La relativa, llamémosla, poca atracción de este paseo, en modo alguno se debe a la falta de alicientes: agua en abundancia, cascadas y remansos, flores, marmotas, paisajes maravillosos y perspectivas de notable majestuosidad, culminan en un lago tan azul que se diría que lo han pintado. Al parecer, la ausencia de los visitantes que abarrotan la Escarpinosa, Aigualluts y otros hermosos lugares, se debe a la necesidad de caminar por un terreno incómodo que, si bien no tiene ninguna dificultad real para un excursionista dominguero (like me), es algo molesto de recorrer: pedrizas, corrientes de agua que hay que cruzar quitándose las botas, un itinerario en alguna ocasión algo incierto, cuyas indicaciones se reducen a los hitos de piedra que algún alma bondadosa se toma la molestia de apilar. Sin ser largo, resulta bastante “entretenido”.

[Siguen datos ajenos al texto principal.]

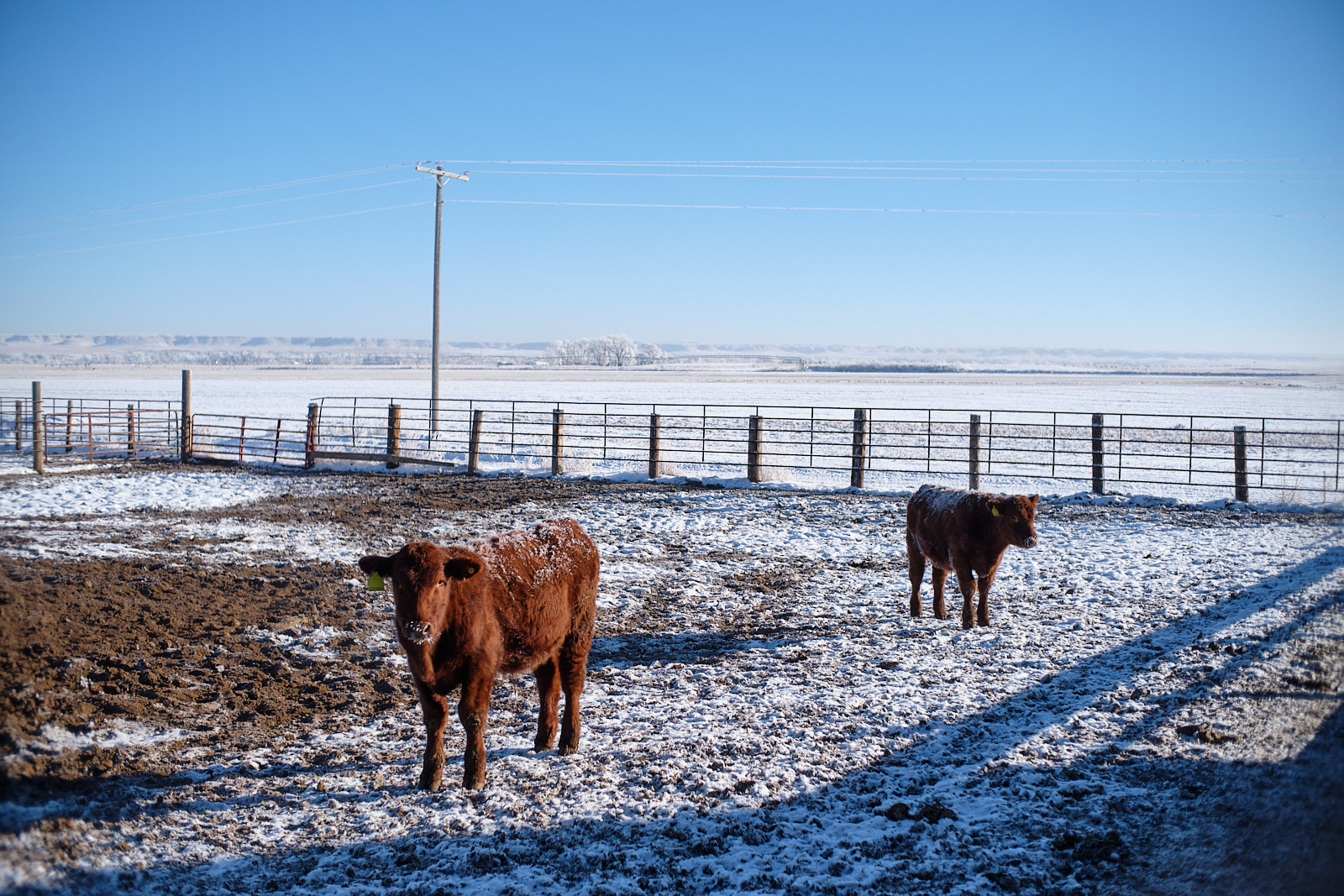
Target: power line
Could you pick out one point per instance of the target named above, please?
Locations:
(230, 230)
(914, 161)
(1058, 181)
(940, 211)
(205, 196)
(208, 211)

La empinada canal accede al ibón grande
 
Al llegar a Benasque, uno sigue por la carretera en dirección al norte, una ruta que lleva a ninguna parte, pues se acaba de golpe unos doce kilómetros más arriba. Alguien tuvo la idea de que un túnel abriría una comunicación con Bagnères-de-Luchon, pero la idea no prosperó, se dice que, como de costumbre, los galos no cooperaron. Bueno pues, cien o ciento cincuenta metros antes de que la carretera se suicide, un sendero a mano izquierda se interna por un bonito pinar, luego se gana altura pasando por un imponente promontorio (Corona de Remuñe) y se accede por fin al barranco homónimo. A partir de aquí la orientación es indudable, río arriba, con la corriente a nuestra izquierda. Tras un incómodo deambular por una orilla pedregosa, empinada y con numerosos torrentes que afluyen al caudaloso barranco principal, llegamos a un bucólico rellano. Aquí a esos terrenos planos, donde un valle se abre, los llaman “pleta”. Así pues, Pleta de Remuñe, un descansito que lo peor está por venir: hay que cruzar el río y una canal obvia, con una pendiente del copón y unas piedras como autobuses, nos lleva en no más de cuatrocientos sufridos metros a un rellano superior, donde se asienta un lago de unas dos hectáreas que quedará a nuestra izquierda conforme recorramos su orilla. No me importa reiterar lo azul que es, azul ultramar, en una ladera bastante abierta.

El ibón grande...

... no cabía entero en la foto
 
A partir de aquí, podemos acceder en pocos minutos a otro lago chiquitito, apenas una piscina olímpica, éste de color verdoso y oscuro. Finalmente, continuando por un reborde, conseguimos bajar el escalón que nos separa del valle principal y completar un pequeño recorrido circular, ahora hemos accedido a una “pleta” superior, en un terreno encharcado, con un curioso covacho de piedra así, como megalítico, que nos puede servir de refugio o merendero. Se puede seguir valle arriba, pero son palabras mayores, algo ya para excursionistas de pelo en pecho… Los benjamines tiramos para abajo, y luego por donde habíamos venido. Debe costar algo así como hora y media alcanzar el ibón grande y cuatro horas completar el circuito.

El ibón pequeño, diminuto
Este paseo me gusta especialmente porque compendia los atractivos del Pirineo Central. Es como si fuera un muestrario o un “menú degustación” de las maravillas que puedes encontrar en otras excursiones más monográficas, hay un poco de todo lo más hermoso. Sentiría darle publicidad y acabar con su carácter recoleto, apartado y solitario, menos mal que no me lee ni dios.
Agua en abundancia

Ah y otra cosa: “in illo tempore” no había dado comienzo la era digital y gastaba yo unas cámaras fotográficas que hoy se negarían a vender en los bazares chinos. A ver si cuando vuelva, consigo unas fotos decentes.